Creating an Experiment Doc
Organize and structure experiments with the template I've used at over a dozen companies
Hi there, it’s Adam. 🤗 Welcome to my (almost) weekly newsletter. I started this newsletter to provide a no-bullshit, guided approach to solving some of the hardest problems for people and companies. That includes Growth, Product, company building and parenting while working. Subscribe and never miss an issue. Questions? Ask them here.
EXPERIMENTS! HYPOTHESES! PREDICTIONS! METRICS! SCIENCE!
That’s what we’re all doing in the world of Growth, right? Eh… not always. In fact, most still aren’t. Or worse, if they are, it's not done in a structured and systematic way.
I’ve created some version of an “Experiment Doc” in every company I’ve been at for the last 15 years. Back when people (like me) were running experiments with Offermatica, which became Omniture Test & Target, which became Adobe Target. I was creating and democratizing experiments through documentation.
In this newsletter post I’ll discuss:
Why you need a way to document experiments
The four parts to an experiment doc
Part 1: The Why
Part 2: The Plan
Part 3: The Results
Part 4: The Checklist
A template you can use today to track your experiments
Why you need a way to document your experiments
There are six important reasons to capture your experiments in a structured, written form.
Educate the team on what great experimentation looks like. (h/t Ben Williams)
Share learnings with the organization.
Ensure you don’t F-up the experiment setup.
Align the whole team on what’s happening.
Get feedback on your hypothesis and test solution.
Establish a plan for what you’ll do after the results come in.
Let’s break each of these down.
Educate the team on what great looks like
This first reason came from Ben Williams, the PLGeek himself.
Ben says,
“Great experiment docs act as a wonderful educational tool around concepts that may not be familiar to many on the team. And the value of consistency in the approach that an experiment template brings is huge.”
If you didn’t read that with a British accent please go back and reread it. This time with FEELING!

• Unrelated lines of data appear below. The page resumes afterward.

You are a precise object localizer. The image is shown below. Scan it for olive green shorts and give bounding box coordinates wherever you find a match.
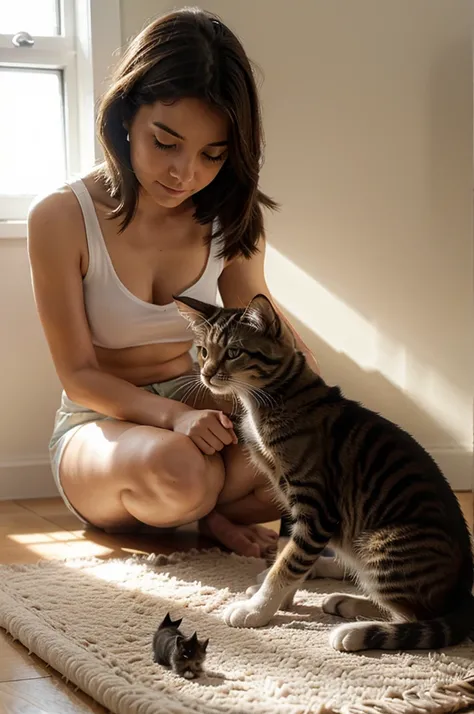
[48,376,193,527]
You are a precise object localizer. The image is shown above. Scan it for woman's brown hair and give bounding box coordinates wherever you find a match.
[97,6,277,260]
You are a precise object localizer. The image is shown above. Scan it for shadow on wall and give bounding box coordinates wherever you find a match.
[280,307,472,490]
[284,308,454,447]
[266,241,469,445]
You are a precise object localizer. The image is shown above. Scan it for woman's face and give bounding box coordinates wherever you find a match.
[128,97,229,208]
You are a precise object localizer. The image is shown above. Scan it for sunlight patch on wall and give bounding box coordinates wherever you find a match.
[265,244,469,446]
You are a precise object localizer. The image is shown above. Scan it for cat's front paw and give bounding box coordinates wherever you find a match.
[224,598,272,628]
[246,583,295,610]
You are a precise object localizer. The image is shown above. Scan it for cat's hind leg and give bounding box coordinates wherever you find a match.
[326,526,474,651]
[248,553,344,611]
[308,555,345,580]
[256,553,344,584]
[322,594,385,619]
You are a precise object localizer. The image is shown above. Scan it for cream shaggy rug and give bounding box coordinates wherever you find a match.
[1,549,474,714]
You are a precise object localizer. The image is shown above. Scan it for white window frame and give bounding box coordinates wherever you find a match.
[0,0,121,237]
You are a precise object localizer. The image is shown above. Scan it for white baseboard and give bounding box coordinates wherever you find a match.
[0,448,471,502]
[0,458,58,500]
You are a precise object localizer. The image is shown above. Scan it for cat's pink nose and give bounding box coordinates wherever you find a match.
[202,370,217,384]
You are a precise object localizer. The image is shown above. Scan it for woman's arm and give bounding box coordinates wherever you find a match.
[218,238,321,375]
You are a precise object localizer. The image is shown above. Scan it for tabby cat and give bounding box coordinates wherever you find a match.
[175,293,474,652]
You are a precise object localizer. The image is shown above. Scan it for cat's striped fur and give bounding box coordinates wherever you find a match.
[175,293,474,652]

Ben is, of course, 100% correct here. An experiment doc introduces concepts that an organization may not have seen before – hypothesis creation, test and control, variants, runtime, minimum-detectable-effect (MDE), statistical significance and measurement plans.
If you’re trying to build Growth Culture in an organization then the experiment document is a tool to do so. Team members who work on experiments can show others in their functional team the experiment doc as an artifact, set a standard for what an experiment should look like, and reduce friction to defining one by empowering others to follow the template.

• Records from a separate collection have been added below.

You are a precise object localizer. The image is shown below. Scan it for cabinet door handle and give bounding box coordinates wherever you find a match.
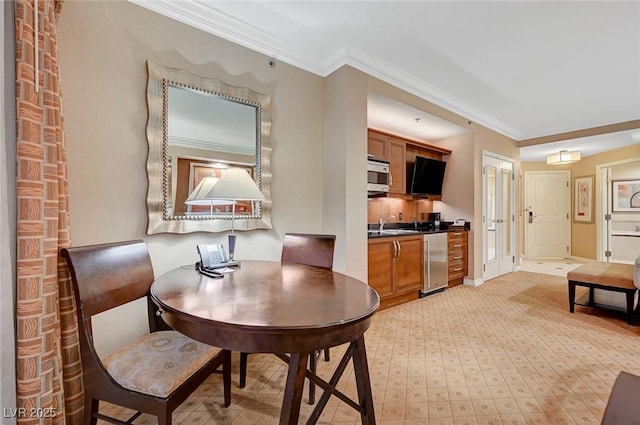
[454,267,463,272]
[454,244,462,248]
[392,240,399,259]
[454,232,462,236]
[396,240,401,258]
[453,256,463,260]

Share learnings with the organization
A Growth organization is a learning organization and one of the best tools for learning is a well-structured experiment.
You know that saying, “Those who cannot remember the past are condemned to repeat it?” An experiment document helps you remember the past and, more importantly, help your teammates.
In my advisory work I’ll often hear companies say, “Oh, we tested that already.” To which I respond, “That’s great, what’d you learn? Can I see the experiment writeup?” Oftentimes that’s met with an uncomfortable silence because they never. wrote. anything. down.
“But Adam, we didn’t have time to write it down because we were too busy.”
Don’t be the person that’s too busy to document your experiments. There’s a very good chance that in running those experiments you learned something–about your users or customers, your product experience, even your ability to set up an experiment properly. You’re going to want those valuable lessons as your organization and customer base grows.
Ensure you don’t F-up the experiment setup.
This happens a lot more than you might think. It has happened to me countless times in my career - and resulted in more structured and thorough experiment documents.
In fact, it’s one of the reasons that we had such a detailed experiment description in the document we used at Patreon. We wanted our data science and engineering teams to be clear about the implementation and measurement so we didn’t have to re-run the experiment. If you think you’re too busy to document an experiment then you’re definitely too busy to re-run it!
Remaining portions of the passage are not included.